La Semoy est une rivière qui prend sa source dans le Luxembourg et qui se jette dans la Meuse, en territoire français. Comme tous les cours d'eau de la région, elle était gelée à une grande profondeur lorsqu'arriva le dégel, le 29 janvier dernier. La débâcle fut très violente; les glaçons allèrent s'amonceler devant le pont de Thilay dont les arches, trop étroites pour leur donner passage, formèrent barrage. Aussitôt, la rivière déborda, puis, brusquement, le barrage céda et les eaux, retrouvant leur écoulement, rentrèrent dans leur lit, mais en déposant sur les terrains quelles venaient d'envahir les glaçons qu'elles charriaient. Ceux-ci forment un immense glacier recouvrant les deux côtés de la vallée, sur les territoires des communes de Sorendal, Falloué, les Hautes Rivières, Nohan, Thilay, Navaux, Tournavaux, etc. Telle est l'épaisseur de la banquise qu'elle a résisté à la température relativement élevée depuis un mois et qu'on a lieu de craindre qu'elle résiste pendant plusieurs semaines encore, si des pluies chaudes ne la fondent pas. L'une de nos gravures reproduit l'aspect de cette mer de glace en aval des Hautes Rivières; l'autre représente la tranchée creusée par un détachement du 91e de ligne, pour déblayer la route de Thilay à Hautes-Rivières, sur une longueur de près d'un demi-kilomètre.

EN RUSSIE

Nous avons publié, la semaine dernière, afin d'inaugurer en quelque sorte une excursion en Russie, une gravure représentant une _Cuisine en plein air à Moscou_.

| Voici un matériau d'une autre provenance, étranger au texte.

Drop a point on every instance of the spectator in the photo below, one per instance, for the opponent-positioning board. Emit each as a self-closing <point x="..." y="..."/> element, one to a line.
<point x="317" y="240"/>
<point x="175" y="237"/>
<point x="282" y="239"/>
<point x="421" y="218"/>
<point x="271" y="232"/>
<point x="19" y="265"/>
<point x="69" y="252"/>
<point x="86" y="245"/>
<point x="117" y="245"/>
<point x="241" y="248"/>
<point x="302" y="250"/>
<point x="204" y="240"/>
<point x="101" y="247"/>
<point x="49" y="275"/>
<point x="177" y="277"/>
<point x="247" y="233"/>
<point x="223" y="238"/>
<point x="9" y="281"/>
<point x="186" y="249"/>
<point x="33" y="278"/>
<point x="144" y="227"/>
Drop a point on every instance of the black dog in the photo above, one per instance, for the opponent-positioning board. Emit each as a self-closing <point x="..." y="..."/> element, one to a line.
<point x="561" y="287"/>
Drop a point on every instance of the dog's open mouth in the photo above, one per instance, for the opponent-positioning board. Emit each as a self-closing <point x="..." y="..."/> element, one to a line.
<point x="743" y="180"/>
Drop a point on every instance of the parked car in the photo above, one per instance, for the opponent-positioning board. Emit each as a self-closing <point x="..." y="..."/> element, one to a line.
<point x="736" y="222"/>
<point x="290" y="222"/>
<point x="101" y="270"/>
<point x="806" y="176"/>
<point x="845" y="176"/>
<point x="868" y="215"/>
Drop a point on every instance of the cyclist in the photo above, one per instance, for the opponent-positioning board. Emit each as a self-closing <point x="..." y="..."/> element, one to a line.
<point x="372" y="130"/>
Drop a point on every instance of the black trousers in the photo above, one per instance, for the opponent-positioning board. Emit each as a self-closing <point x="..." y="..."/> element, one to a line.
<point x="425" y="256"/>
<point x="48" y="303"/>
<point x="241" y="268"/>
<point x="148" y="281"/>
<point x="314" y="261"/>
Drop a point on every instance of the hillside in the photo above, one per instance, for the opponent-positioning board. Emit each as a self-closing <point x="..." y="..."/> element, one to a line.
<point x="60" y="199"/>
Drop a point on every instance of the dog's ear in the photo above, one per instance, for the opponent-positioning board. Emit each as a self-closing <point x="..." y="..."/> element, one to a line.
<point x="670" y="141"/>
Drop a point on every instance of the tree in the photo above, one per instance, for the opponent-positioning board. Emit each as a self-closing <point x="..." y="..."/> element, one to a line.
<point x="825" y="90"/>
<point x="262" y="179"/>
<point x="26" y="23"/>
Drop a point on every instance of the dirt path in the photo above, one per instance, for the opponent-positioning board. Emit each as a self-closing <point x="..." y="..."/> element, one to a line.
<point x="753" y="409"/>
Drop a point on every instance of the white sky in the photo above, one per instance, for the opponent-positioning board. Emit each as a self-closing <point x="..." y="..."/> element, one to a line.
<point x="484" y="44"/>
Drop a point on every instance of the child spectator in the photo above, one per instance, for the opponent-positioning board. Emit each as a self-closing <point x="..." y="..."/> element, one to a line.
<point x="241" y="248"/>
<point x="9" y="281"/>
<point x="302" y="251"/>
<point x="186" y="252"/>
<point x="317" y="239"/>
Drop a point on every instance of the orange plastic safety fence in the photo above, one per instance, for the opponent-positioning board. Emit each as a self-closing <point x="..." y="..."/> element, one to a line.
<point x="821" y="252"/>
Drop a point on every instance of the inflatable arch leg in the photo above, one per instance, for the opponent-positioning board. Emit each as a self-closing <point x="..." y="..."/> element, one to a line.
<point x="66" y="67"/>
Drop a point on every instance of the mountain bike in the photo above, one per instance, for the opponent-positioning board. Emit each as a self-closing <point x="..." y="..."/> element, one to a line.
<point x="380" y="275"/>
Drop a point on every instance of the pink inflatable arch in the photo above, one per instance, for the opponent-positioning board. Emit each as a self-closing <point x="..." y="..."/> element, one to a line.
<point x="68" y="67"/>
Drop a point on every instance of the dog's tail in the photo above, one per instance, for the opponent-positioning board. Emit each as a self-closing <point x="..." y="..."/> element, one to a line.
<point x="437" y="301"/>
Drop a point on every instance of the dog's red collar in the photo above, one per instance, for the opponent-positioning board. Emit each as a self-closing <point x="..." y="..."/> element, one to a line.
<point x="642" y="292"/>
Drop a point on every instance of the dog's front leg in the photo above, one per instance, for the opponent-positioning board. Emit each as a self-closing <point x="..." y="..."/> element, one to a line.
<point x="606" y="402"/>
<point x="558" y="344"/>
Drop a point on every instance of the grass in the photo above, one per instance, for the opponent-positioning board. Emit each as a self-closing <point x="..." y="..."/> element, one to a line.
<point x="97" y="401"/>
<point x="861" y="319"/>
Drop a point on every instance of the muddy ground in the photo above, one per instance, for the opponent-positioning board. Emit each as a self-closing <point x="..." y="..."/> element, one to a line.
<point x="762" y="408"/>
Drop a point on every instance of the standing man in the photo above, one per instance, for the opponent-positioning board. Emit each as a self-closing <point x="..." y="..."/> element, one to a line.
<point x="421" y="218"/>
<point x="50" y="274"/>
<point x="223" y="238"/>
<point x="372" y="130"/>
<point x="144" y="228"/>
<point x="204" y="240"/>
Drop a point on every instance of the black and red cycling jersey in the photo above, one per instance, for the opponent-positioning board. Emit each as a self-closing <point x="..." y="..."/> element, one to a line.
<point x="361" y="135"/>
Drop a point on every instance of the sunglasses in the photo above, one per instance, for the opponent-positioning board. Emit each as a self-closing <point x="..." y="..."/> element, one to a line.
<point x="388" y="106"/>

La vie russe a une physionomie parfaitement originale. Chacun des aspects dans lesquels elle se révèle atteste cette originalité. Ici c'est la ville, avec ses belles avenues, ses riches équipages, et aussi, dans les recoins obscurs, avec sa population misérable, cette population naïve et mystique si merveilleusement évoquée par Dostoïevsky. Là, c'est la campagne, immense, uniforme, presque sans arbre, et où le voyageur, le plus souvent, n'aperçoit guère autour de lui que le cercle infini de l'horizon. Si disparates que semblent d'abord la ville et la campagne russes, il existe entre elles, cependant, une harmonie indéfinissable. C'est probablement que l'âme slave règne partout la même, d'un bout à l'autre de cet empire immense, et que, comme elle, nous finissons par retrouver de tous côtés des témoignages de cette patrie qu'elle vénère sous son titre religieux: la Sainte Russie.

Aujourd'hui, c'est, dans la campagne russe que nous conduit M. de Haenen. Après un long hiver, durant lequel la neige s'est accumulée dans des proportions dont nous n'avons nulle idée, le soleil a reparu tout à coup. La transition est d'une soudaineté extraordinaire. Plongée pendant plusieurs mois dans une obscurité presque constante, la campagne russe se réveille un beau matin en pleine lumière, en pleine chaleur. La fonte de la neige, il est vrai, dure au moins une quinzaine de jours, et transforme le pays en un vaste lac. Mais bientôt il n'y paraît plus: la terre sort de son long ensevelissement, toute rajeunie et toute prête à rendre en pain au cultivateur les soins que celui-ci lui a donnés.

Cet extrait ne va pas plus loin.